— Вопрос поставлен довольно общо. Мне легче будет попытаться ответить на него, опираясь на практику, на свой опыт, хотя делать это и не совсем этично, однако так будет «доказательней». Мне кажется, что у нас есть категория редакторов, которые настороженно относятся ко всякой философичности. Сошлюсь на судьбу своей повести «Пастух и пастушка». Она прошла редакции почти всех московских и ленинградских журналов. Во всех письмах из всех редакций мне предлагалось что-то конкретизировать, что-то уточнять, а вернее, упрощать, разжевывать. Предметное, вещественное изображение в нашей литературе принимается спокойно, и потому в изобразительности наша литература достигла огромных успехов. Почитайте, например, прозу Михаила Алексеева, Юрия Нагибина, Георгия Семенова, Бориса Можаева. Я понимаю, инерция настороженности к условностям и сложному письму идет от лакировочной литературы, которая принесла нам столько вреда, что…

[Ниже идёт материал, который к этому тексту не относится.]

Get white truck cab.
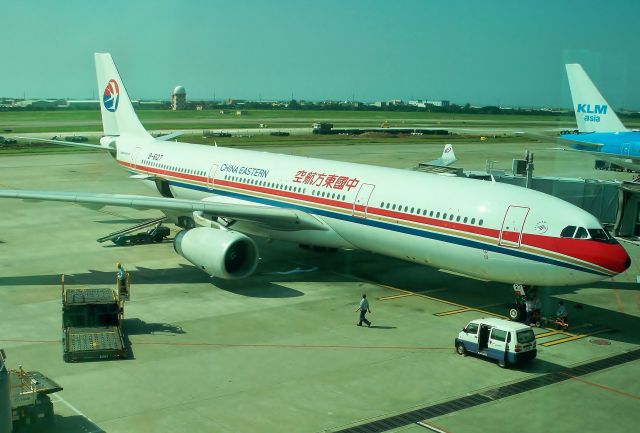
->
[455,318,537,367]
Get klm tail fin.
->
[566,63,627,132]
[95,53,151,137]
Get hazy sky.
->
[0,0,640,109]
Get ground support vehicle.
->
[62,280,129,362]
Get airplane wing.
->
[0,189,327,230]
[156,131,184,141]
[15,137,113,150]
[515,131,604,152]
[427,144,458,167]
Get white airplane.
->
[560,63,640,172]
[0,53,631,285]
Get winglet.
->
[566,63,627,132]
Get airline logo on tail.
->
[102,80,120,113]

— Но лакировочная литература не претендовала на философичность, и условность ее была скорее от прекраснодушия, от забегания вперед, нежели от жизни.

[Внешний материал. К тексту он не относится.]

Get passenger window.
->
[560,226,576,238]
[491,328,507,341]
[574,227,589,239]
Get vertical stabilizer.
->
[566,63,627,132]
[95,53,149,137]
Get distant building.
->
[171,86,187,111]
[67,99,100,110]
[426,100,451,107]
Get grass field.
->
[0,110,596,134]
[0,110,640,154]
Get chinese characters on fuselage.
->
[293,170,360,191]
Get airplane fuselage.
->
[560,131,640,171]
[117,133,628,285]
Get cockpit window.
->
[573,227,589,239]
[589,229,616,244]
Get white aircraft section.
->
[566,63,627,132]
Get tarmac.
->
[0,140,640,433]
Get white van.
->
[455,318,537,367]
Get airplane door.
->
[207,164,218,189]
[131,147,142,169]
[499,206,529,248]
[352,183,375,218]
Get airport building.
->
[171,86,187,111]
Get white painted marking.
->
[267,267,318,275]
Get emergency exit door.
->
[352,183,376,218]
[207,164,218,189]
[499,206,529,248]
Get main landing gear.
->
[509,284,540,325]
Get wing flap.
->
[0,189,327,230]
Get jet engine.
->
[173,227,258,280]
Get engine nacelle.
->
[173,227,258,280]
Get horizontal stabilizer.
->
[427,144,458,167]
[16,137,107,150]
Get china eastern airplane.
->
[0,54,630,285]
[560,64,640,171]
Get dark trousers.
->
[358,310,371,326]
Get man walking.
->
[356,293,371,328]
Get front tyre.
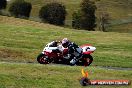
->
[37,53,49,64]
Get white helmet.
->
[61,38,69,47]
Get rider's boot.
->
[70,57,78,65]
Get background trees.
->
[39,2,66,25]
[0,0,7,10]
[72,0,96,31]
[9,0,32,18]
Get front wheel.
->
[37,53,49,64]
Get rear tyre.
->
[80,77,91,86]
[37,53,49,64]
[82,55,93,66]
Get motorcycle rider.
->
[61,38,82,65]
[46,40,62,53]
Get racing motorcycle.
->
[37,44,96,66]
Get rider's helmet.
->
[61,38,70,48]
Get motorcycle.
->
[37,44,96,66]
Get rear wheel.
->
[37,53,49,64]
[82,55,93,66]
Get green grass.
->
[0,63,132,88]
[0,17,132,67]
[8,0,132,32]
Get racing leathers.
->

— От криводушия и приспособленчества она была, чего уж там тратить «ученые» слова на такого рода литературу, затормозившую развитие доподлинной литературы, а значит, и мысли. Гнилоротое ее дыхание, кстати, ощутимо до сих пор, потому никаких она добрых слов не стоит!
Трудно, с издержками мы преодолеваем ее, сбрасываем с себя путы заданности, ложной и спекулятивной идейности, ура-патриотизма и того сочинительства, когда каждый имеющий время и грамоту мог писать на потребу дня хоть стихи, хоть романы, хоть драмы. Вспомните-ка хотя бы пьесы так называемого драматурга Сурова!
В современной прозе жизнь трудная, если работать по-настоящему. Все большее значение приобретают в ней символика, условные, а значит, сложные формы. Вы посмотрите, например, на работу Залыгина — «суровый реалист» вдруг пишет фантастическую повесть, следом психологический роман. Он не ищет, не хочет спокойной жизни, этот художник; сложно живет, сложно работает Владимир Тендряков, автор шибко запальчивый, весь взъерошенный современной мыслью, движением ее, он стремится нащупать не только философию жизни, но и проникнуть в смысл оной. Чтобы выразить философию нашего времени, философию подвига, человеческой жизни, любви, смерти — мало одних рассуждений на эти темы, необходимо дать знак, символ, образ, что в буквальном переводе с греческого означает идею. Да как-то умудрились подзабыть первооснову этого слова, упростили смысл его, смешали со словесной мякиной громких патетических слов, кои так же близки ему, как «в огороде бузина, а в Киеве дядька»…
В «Пастухе и пастушке» я стремился совместить символику и самый что ни на есть грубый реализм. Меня некоторые упрекали за образ немца, где, мол, такого видел? Не знаю. Сам, возможно, я видел его во сне, возможно, наяву. Здесь мне важны детали, важна мысль. Этот немец — олицетворение дикости человеческой. Вот если бы я написал его с низким лбом, редкими зубами, тонко поджатыми губами, в каске — уверен, никто бы слова не сказал. Действует привычка к стереотипам. Но мне такой немец неинтересен, такого я уже видел у других писателей и повторять их не хочу.
— Насколько известно, «Пастух и пастушка» далась вам нелегко. Я помню, как вы читали четвертый вариант повести в переделкинском Доме творчества, это было лет шесть назад.
— Четырнадцать лет я носил в себе эту маленькую повесть, несколько лет писал и переписывал. Недавно, после четырех изданий, переписал снова.
— Значит, эта вещь дорога для вас? Чем же?